Nordex Shines With 2024 Financial Figures And Exceeds Margin Forecast
Hamburg, Germany - Wind turbine manufacturer Nordex has achieved all the targets set for the 2024 financial year. The company reports a significant increase in profitability, which is expected to continue in 2025. After an initial rise in the share price, Nordex shares fall in early trading.
Nordex in the black operationally in 2024
Nordex Group sales increased by 12.5 percent to EUR 7.3 billion in 2024 (2023: EUR 6.5 billion). Total Output, including changes in inventories, climbed by 7 percent to EUR 7.0 billion (2023: EUR 6.5 billion).
Earnings before interest, taxes, depreciation and amortization (EBITDA) improved significantly to EUR 296 million in the 2024 reporting year (2023: EUR 2 million). This development corresponds to a margin of 4.1 percent (2023: 0 percent), which is slightly above the upper end of the forecast for 2024. The EBITDA margin improved sequentially throughout 2024, resulting in a margin of 4.9 percent in the fourth quarter (Q4/2023: 3.4 percent) and an absolute EBITDA of EUR 107 million (Q4/2023: EUR 69 million).
“Last year, we fully delivered on all our operational and financial promises, taking another significant step towards our medium-term profitability target. We achieved a record order intake in 2024, resulting in a very high order book. This success was driven by strong momentum in our service and project business,” says José Luis Blanco, CEO of the Nordex Group.
Global order intake increases: operating performance in the segments Wind Projects and Service segments
In the Projects segment, order intake from 24 countries amounted to 8.3 GW in the year under review, an increase of 13 percent compared to the previous year (7.4 GW). This corresponds to a total order value of EUR 7.5 billion (2023: EUR 6.2 billion) or an increase of 20 percent.
The Service segment performed even better. In this segment, the Nordex Group increased its order intake by 114 percent to EUR 1,981 million compared to EUR 924 million in the previous year 2023. This includes both service orders for new turbines and extensions of expired contracts.
At the end of 2024, the Nordex Group's order backlog amounted to EUR 12.8 billion (2023: EUR 10.5 billion), of which EUR 7.8 billion (2023: EUR 6.9 billion) was attributable to the project business and EUR 5.0 billion (2023: EUR 3.6 billion) to the service business.
Outlook 2025: sales growth and further increase in EBITDA margin
For the current year 2025, the Nordex Group expects consolidated sales of between EUR 7.4 and 7.9 billion and an EBITDA margin of between 5.0 and 7.0 percent. By the end of 2025, the Nordex Group plans to have a working capital ratio in relation to consolidated sales of below minus 9 percent. Around EUR 200 million is planned for investments.
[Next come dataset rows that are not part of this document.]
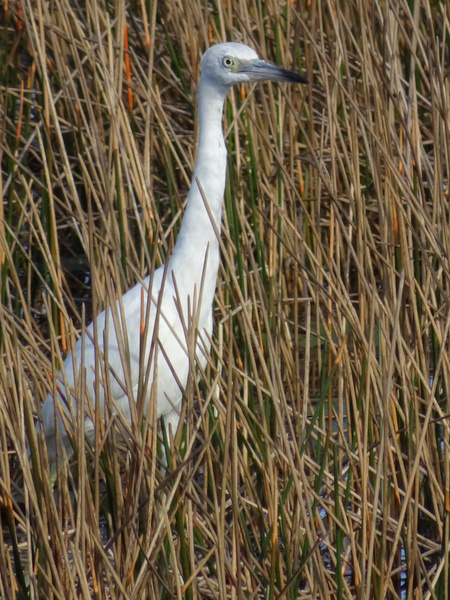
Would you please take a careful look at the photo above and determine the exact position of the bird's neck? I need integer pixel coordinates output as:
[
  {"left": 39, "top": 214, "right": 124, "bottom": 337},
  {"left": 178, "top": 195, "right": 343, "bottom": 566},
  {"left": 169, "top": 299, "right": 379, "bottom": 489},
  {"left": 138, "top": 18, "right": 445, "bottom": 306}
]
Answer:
[{"left": 170, "top": 80, "right": 227, "bottom": 306}]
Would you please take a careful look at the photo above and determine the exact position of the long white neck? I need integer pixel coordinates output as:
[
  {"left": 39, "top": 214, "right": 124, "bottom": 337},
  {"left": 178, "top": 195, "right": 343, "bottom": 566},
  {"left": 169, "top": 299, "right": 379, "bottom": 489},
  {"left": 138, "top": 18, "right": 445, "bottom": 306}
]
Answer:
[{"left": 168, "top": 78, "right": 228, "bottom": 312}]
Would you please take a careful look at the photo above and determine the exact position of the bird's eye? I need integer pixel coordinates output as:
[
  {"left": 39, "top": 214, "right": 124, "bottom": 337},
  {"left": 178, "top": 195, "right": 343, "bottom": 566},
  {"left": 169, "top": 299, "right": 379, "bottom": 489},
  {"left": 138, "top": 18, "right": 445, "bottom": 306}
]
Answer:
[{"left": 223, "top": 56, "right": 234, "bottom": 69}]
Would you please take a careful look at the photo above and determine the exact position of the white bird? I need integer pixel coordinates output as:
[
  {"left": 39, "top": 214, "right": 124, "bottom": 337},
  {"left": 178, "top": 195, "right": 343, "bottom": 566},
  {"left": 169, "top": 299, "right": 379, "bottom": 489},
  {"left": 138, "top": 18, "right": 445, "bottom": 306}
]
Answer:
[{"left": 37, "top": 43, "right": 308, "bottom": 463}]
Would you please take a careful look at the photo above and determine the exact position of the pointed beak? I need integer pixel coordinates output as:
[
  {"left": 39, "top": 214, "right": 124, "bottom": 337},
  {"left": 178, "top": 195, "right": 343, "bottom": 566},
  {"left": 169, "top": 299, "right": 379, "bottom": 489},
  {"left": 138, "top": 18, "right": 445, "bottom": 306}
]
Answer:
[{"left": 239, "top": 60, "right": 309, "bottom": 83}]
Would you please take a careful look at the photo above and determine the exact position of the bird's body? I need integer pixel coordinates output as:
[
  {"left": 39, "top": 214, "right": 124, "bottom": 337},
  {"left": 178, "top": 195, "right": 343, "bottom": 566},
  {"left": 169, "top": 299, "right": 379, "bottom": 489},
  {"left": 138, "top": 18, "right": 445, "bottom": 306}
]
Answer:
[{"left": 42, "top": 43, "right": 307, "bottom": 461}]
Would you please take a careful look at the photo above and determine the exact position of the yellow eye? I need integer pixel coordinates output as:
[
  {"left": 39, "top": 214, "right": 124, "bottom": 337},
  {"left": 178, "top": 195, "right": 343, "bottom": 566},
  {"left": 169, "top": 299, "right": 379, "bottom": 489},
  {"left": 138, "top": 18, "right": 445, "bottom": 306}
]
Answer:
[{"left": 223, "top": 56, "right": 234, "bottom": 69}]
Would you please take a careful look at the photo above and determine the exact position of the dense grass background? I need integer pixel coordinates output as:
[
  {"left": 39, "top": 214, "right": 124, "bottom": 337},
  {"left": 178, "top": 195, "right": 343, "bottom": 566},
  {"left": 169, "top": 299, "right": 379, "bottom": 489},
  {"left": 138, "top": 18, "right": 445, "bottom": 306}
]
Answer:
[{"left": 0, "top": 0, "right": 450, "bottom": 600}]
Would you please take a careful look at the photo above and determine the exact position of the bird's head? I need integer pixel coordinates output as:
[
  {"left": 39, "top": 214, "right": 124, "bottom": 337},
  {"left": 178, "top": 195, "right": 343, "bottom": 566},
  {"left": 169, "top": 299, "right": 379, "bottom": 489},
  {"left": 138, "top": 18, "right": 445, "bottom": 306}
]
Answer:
[{"left": 201, "top": 42, "right": 308, "bottom": 89}]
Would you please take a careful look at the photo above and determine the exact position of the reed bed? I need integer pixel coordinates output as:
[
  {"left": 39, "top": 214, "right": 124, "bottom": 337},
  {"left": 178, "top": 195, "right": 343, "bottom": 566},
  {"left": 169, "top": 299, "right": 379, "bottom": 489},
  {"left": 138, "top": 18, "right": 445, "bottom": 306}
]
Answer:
[{"left": 0, "top": 0, "right": 450, "bottom": 600}]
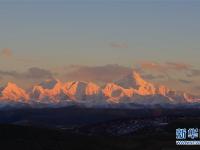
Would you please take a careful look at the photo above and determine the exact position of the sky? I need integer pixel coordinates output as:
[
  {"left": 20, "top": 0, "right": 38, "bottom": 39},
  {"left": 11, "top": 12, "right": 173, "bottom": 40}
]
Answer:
[{"left": 0, "top": 0, "right": 200, "bottom": 93}]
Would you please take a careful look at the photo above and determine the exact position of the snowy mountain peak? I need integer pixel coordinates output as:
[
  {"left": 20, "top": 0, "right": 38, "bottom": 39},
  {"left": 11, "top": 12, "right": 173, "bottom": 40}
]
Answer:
[{"left": 0, "top": 82, "right": 29, "bottom": 102}]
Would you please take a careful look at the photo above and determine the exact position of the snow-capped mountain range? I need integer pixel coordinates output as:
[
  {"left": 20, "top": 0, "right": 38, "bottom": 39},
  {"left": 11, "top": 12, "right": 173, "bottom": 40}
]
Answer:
[{"left": 0, "top": 71, "right": 200, "bottom": 107}]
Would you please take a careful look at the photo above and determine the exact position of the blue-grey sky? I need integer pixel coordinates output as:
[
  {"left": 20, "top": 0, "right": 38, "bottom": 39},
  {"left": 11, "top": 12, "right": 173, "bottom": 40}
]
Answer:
[{"left": 0, "top": 0, "right": 200, "bottom": 93}]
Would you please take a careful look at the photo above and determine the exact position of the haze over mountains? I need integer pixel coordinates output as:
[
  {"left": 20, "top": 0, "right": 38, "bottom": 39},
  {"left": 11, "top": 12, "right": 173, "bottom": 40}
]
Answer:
[{"left": 0, "top": 71, "right": 200, "bottom": 107}]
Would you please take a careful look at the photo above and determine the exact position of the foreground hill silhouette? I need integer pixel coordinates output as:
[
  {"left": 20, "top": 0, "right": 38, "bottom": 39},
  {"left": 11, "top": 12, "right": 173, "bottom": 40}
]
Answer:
[{"left": 0, "top": 110, "right": 200, "bottom": 150}]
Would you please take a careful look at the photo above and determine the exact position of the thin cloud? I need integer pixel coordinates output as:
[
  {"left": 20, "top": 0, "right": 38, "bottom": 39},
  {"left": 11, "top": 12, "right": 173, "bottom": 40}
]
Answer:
[
  {"left": 187, "top": 69, "right": 200, "bottom": 78},
  {"left": 141, "top": 62, "right": 191, "bottom": 72},
  {"left": 0, "top": 48, "right": 13, "bottom": 58},
  {"left": 0, "top": 67, "right": 53, "bottom": 79},
  {"left": 178, "top": 79, "right": 193, "bottom": 84},
  {"left": 66, "top": 64, "right": 132, "bottom": 82},
  {"left": 110, "top": 42, "right": 128, "bottom": 48}
]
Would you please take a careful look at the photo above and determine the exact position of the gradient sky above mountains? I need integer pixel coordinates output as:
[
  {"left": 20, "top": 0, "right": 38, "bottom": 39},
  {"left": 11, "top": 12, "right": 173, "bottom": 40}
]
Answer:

In view of the positive development in 2024, the company is sticking to its medium-term target of an EBITDA margin of 8 percent. “The figures we present today clearly underline that we have achieved our goal to strengthen our financial position and are able to deliver a robust positive free cash flow,” says Ilya Hartmann, CFO of the Nordex Group.
José Luis Blanco underlines the continued positive outlook for the Nordex Group: “Looking ahead, we aim to further strengthen our market position, and we are on track to continuously improving our profitability, further increasing the company’s long-term value.”
Analysts with significantly higher price targets for Nordex stock
Nordex stock was only able to benefit from the figures for a short time in early trading and was trading at a discount of around 1.5 percent to EUR 12.60 at midday. Analysts are much more optimistic with their previous estimates for 2025, with Goldman Sachs giving a target price of EUR 20.10 (February 21, 2025), Jefferies' target price of EUR 18.00 (January 28, 2025) and Deutsche Bank Research's target price of EUR 19.00.